C'est une violence qui n'est pas évidente au premier abord, car l'acte en lui-même évoque le désespoir et la souffrance. Le suicide est en effet plus perçu comme quelque chose qui s'effondre que comme le déploiement d'une force. Il s'agit pourtant bien d'une double violence : il y a la tension très importante du sujet qui commet cet acte, mais il ne faut pas perdre de vue également l'effet boomerang sur l'entourage, surtout à l'adolescence.
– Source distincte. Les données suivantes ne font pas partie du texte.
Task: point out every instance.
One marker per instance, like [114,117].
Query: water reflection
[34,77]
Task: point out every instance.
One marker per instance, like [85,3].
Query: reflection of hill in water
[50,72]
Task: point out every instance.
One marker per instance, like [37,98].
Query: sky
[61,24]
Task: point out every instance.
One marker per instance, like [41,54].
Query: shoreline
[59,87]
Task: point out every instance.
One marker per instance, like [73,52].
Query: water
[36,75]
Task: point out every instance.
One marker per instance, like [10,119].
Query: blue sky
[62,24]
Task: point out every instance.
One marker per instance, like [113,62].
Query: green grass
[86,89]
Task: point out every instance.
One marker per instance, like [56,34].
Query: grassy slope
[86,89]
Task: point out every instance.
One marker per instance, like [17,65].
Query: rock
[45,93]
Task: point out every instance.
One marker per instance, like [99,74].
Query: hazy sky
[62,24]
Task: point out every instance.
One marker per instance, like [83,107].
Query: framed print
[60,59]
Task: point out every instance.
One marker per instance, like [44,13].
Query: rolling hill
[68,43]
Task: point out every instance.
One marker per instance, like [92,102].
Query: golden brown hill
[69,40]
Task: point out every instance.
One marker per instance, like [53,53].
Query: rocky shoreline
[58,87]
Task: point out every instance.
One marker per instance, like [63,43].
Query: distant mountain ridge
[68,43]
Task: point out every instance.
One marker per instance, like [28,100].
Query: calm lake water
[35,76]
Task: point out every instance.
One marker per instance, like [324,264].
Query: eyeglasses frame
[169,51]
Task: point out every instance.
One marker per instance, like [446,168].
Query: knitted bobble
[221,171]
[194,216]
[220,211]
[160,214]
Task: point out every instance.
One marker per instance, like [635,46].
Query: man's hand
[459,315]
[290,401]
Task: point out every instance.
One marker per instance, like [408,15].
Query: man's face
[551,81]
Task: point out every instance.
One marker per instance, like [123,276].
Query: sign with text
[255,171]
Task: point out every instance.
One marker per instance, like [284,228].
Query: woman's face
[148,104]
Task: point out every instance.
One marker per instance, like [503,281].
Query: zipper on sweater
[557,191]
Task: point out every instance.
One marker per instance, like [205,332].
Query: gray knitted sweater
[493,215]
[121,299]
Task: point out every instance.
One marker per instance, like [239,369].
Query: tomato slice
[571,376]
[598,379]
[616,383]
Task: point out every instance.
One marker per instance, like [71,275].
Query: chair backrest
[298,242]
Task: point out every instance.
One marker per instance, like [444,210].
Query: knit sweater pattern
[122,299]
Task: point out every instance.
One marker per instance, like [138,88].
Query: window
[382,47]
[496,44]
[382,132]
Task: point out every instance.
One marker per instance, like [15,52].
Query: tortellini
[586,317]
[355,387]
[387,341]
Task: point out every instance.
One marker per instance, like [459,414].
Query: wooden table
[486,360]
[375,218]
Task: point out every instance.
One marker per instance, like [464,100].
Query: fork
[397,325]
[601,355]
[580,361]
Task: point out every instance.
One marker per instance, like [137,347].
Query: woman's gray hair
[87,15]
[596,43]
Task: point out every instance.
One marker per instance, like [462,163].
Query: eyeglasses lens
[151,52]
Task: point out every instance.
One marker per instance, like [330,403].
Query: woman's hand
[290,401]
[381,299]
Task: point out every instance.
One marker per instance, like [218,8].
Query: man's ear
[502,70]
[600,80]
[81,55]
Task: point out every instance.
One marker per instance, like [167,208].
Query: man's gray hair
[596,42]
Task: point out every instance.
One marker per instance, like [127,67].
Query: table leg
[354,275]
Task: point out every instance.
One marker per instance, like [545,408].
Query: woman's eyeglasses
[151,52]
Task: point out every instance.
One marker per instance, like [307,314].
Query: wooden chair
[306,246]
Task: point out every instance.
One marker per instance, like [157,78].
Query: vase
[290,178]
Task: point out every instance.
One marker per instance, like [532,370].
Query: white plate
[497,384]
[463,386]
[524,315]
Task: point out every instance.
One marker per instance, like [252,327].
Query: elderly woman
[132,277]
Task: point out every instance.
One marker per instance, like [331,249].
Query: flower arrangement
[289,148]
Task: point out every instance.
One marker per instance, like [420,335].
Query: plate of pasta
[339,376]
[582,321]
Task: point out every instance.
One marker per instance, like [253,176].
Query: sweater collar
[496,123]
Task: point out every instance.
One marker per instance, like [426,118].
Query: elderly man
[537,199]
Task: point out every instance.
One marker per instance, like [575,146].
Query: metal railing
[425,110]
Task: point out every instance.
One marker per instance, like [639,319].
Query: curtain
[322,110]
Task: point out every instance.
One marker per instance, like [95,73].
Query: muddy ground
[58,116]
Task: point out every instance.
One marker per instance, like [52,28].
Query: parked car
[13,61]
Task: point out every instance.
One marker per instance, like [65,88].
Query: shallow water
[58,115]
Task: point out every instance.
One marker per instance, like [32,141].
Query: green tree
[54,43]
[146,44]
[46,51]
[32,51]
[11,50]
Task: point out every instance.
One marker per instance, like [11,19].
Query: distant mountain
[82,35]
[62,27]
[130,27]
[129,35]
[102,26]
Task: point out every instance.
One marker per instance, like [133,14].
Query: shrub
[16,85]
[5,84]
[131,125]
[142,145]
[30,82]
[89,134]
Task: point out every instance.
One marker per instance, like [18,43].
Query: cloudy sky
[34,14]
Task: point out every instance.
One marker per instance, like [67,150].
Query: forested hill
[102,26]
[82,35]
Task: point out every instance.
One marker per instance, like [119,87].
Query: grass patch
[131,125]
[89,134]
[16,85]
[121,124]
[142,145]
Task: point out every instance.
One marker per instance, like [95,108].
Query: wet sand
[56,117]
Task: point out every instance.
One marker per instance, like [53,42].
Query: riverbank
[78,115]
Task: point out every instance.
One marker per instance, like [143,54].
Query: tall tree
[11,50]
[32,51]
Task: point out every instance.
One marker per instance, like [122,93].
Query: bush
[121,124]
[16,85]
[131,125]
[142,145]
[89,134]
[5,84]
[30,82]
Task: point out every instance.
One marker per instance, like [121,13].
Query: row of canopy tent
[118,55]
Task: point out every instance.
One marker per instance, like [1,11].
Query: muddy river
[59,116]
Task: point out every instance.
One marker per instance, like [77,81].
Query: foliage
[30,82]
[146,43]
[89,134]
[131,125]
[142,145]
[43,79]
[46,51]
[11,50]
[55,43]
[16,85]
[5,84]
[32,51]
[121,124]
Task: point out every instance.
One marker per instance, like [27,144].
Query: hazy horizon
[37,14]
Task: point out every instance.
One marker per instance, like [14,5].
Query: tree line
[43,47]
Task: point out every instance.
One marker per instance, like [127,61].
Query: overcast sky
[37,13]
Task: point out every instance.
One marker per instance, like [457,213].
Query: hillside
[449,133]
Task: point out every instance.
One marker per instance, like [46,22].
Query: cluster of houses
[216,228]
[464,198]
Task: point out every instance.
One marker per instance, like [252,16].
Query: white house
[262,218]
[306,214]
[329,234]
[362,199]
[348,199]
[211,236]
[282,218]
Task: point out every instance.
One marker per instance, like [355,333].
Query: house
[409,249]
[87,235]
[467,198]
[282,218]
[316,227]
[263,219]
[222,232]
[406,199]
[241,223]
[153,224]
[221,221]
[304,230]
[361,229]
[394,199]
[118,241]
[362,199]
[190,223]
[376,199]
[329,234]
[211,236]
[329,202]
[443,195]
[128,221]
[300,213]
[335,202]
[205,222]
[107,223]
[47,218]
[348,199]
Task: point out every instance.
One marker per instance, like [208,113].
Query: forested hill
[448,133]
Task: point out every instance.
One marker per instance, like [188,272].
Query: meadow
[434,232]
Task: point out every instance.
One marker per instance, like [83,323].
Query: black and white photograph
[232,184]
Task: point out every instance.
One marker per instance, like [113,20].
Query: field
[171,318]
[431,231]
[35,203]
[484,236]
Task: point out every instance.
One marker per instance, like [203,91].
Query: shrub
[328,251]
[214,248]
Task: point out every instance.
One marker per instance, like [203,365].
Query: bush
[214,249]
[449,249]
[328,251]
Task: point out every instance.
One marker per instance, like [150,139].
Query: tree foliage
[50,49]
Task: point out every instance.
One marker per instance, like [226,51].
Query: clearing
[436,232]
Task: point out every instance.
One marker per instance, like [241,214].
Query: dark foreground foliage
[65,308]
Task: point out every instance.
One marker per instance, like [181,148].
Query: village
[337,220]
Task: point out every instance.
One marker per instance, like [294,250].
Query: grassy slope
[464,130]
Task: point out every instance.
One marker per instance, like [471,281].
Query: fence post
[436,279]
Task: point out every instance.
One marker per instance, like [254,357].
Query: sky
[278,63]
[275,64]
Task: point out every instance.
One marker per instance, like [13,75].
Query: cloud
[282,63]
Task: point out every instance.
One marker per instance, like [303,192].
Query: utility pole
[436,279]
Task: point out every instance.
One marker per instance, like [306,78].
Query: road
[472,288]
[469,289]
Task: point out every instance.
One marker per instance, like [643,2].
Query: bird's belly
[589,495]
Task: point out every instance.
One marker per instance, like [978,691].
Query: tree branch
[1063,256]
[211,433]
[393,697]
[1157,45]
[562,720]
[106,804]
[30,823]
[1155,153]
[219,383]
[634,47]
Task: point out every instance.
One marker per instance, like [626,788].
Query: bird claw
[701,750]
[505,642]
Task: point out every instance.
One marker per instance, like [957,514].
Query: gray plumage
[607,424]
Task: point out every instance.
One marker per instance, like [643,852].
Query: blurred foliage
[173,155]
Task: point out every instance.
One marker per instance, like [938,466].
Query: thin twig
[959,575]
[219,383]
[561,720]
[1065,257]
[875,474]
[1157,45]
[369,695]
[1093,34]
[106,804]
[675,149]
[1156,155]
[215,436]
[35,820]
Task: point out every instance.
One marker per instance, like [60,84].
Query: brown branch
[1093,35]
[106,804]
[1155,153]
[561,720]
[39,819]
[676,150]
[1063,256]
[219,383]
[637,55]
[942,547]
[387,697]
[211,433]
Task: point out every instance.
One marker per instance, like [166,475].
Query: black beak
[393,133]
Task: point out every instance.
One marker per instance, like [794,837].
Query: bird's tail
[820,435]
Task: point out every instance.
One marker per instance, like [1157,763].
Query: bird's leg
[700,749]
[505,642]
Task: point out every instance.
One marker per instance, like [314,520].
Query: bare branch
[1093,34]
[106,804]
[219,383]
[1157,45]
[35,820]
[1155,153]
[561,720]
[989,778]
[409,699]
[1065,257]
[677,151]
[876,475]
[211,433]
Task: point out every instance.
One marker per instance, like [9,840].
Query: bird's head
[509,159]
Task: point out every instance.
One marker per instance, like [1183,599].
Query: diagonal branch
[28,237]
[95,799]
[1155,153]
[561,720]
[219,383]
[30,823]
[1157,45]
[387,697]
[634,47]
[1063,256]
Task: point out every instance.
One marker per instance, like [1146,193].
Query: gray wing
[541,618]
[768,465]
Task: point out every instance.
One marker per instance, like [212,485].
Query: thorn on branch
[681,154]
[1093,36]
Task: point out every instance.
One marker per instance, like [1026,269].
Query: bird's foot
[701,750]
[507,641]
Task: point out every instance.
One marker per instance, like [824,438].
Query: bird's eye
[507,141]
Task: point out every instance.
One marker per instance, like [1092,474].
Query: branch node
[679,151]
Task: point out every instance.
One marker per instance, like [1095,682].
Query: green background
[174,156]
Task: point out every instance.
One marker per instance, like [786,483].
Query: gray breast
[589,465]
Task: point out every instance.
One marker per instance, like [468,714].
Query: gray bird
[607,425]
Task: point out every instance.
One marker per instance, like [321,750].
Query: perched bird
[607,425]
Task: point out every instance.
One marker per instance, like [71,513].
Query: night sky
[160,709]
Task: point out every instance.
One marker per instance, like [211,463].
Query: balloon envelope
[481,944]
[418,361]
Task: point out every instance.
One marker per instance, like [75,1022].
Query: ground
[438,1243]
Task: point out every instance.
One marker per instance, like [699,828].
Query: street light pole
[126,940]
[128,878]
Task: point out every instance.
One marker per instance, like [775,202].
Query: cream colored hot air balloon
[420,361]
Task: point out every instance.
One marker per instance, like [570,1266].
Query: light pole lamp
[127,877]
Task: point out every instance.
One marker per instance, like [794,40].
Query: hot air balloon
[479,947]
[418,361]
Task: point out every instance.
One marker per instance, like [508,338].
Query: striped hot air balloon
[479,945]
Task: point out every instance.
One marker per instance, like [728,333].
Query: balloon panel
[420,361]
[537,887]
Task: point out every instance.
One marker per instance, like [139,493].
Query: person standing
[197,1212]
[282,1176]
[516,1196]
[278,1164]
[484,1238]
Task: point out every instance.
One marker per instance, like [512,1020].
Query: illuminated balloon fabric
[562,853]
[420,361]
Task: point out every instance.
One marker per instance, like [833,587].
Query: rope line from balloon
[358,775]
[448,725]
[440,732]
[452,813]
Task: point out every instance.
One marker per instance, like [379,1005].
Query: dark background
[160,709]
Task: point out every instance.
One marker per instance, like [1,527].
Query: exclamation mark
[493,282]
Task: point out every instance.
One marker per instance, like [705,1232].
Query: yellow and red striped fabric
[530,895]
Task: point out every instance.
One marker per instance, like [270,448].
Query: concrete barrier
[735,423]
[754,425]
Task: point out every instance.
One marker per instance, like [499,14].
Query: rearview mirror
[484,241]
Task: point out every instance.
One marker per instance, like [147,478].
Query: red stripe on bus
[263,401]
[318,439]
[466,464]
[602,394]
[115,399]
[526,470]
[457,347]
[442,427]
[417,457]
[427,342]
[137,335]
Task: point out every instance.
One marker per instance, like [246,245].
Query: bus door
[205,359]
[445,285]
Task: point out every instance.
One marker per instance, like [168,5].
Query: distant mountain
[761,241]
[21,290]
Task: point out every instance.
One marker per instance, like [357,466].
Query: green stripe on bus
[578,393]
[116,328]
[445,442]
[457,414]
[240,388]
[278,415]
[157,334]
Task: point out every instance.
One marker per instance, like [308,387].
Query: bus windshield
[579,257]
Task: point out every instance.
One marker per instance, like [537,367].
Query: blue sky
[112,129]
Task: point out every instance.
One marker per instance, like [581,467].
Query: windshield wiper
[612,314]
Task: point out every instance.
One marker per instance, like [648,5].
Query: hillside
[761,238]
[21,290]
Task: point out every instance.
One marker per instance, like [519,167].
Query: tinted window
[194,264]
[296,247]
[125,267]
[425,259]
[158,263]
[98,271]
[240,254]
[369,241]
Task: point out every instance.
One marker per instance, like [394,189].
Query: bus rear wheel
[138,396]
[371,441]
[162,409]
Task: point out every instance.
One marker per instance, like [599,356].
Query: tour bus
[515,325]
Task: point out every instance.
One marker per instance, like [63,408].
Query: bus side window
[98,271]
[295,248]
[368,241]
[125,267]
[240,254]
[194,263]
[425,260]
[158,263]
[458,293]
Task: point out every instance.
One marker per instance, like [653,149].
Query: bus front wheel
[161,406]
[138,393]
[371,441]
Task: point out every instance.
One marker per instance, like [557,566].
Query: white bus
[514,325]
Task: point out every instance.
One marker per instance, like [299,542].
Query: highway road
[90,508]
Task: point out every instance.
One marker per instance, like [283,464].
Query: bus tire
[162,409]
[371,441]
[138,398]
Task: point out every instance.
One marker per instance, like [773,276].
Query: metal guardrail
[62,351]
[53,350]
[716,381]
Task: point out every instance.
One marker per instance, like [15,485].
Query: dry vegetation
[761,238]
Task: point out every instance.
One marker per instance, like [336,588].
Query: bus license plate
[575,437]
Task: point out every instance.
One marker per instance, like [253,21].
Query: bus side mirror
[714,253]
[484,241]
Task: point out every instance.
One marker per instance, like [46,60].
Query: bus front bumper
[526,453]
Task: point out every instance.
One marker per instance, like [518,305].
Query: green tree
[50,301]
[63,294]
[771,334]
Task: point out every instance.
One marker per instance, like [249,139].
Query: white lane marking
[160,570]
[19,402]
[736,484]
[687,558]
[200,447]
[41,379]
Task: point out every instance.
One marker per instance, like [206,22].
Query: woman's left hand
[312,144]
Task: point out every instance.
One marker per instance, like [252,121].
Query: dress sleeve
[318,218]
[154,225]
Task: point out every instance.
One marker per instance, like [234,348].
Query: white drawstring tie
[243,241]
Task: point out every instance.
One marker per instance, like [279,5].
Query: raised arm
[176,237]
Cette force qui caractérise la violence, nous la sentons lorsque nous nous occupons des suicidants. Nous décelons en effet une très grande tension, qui ne trouve pas à s'exprimer autrement, parce que, en général, elle résulte de contradictions à l'intérieur du sujet, qui lui donnent le sentiment d'être dans une impasse. Le suicide contient donc, selon moi, ce qui caractérise la violence en psychopathologie : ce n'est pas un choix, mais une contrainte qui s'impose à un moment donné à un sujet qui ne trouve plus d'autre issue à ce qu'il ressent comme une menace sur lui-même, sur son identité.

On associe souvent le suicide à l'adolescence...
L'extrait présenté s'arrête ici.